Building sustainability into construction and infrastructure

Annabel Crookes Director - Legal, Risk and Delivery
5 min read

The construction industry is crucial to the Australian economy, responsible for delivering the diverse infrastructure which lays the foundations for our communities. 

A recent report by the Australian Constructors Association (ACA) found the industry directly contributes approximately $150 billion in value to the economy annually while creating a further $300 billion in value throughout the construction supply chain. 

However, it also has an insolvency rate well above the rest of the economy, with businesses entering administration at a rate more than twice that of other industries. Perhaps one of the most concerning datapoints is from credit rating agency Equifax, which revealed more than half of all large builders are now carrying current liabilities which exceed current assets — the technical definition of insolvency.

The good news is there are several ways we can strengthen the sustainability of one of the largest and most important sectors of our national economy and improve our productivity to deliver the infrastructure required for our nation to prosper. 

These include the equitable sharing of risk and improving liquidity to unlock investment in innovation to enable faster, safer and more efficient construction.   

Fair and shared allocation of risk

Using early contractor involvement (ECI) during procurement and promoting collaborative behaviours are some examples of how we can achieve better project outcomes through fair and shared allocation of risk.

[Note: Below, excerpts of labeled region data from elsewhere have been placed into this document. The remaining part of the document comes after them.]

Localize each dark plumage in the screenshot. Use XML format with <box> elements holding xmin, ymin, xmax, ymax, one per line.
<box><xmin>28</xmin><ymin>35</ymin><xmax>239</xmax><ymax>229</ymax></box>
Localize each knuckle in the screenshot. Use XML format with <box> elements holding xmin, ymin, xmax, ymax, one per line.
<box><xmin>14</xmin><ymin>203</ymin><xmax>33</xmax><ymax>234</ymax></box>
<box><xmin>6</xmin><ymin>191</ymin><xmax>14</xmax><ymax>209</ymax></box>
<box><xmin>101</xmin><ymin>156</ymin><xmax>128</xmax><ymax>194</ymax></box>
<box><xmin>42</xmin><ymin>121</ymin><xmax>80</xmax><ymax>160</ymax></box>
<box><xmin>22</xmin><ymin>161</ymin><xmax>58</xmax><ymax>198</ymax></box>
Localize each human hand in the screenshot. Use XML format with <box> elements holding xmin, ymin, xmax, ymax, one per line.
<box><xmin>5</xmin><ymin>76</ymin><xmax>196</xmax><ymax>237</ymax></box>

This can help drive the parties towards better project and value for money outcomes. 

In July 2022, the ACA released a report titled: Construction Cost Inflation: Ways to Address an Escalating Issue. Laing O’Rourke contributed to this report, which outlines some of the challenges and practical solutions to address the current risks fairly for all parties.

The report found greater collaboration between clients, contractors and the supply chain will ensure risk is assigned to the party most capable of controlling, quantifying and managing that risk. This is not possible without open, honest conversations and forums between all parties. 

Investing in innovation 

By improving liquidity and profitability within the construction industry, we also pave the way to allow greater investment in innovation for the future, improving productivity significantly.

Redefining value for money 

This investment starts with the definition of ‘value for money’. To deliver on industry commitments and support sustainable outcomes, value for money considerations should adapt to current conditions and avoid the mentality of lowest price necessarily equalling best value for money. 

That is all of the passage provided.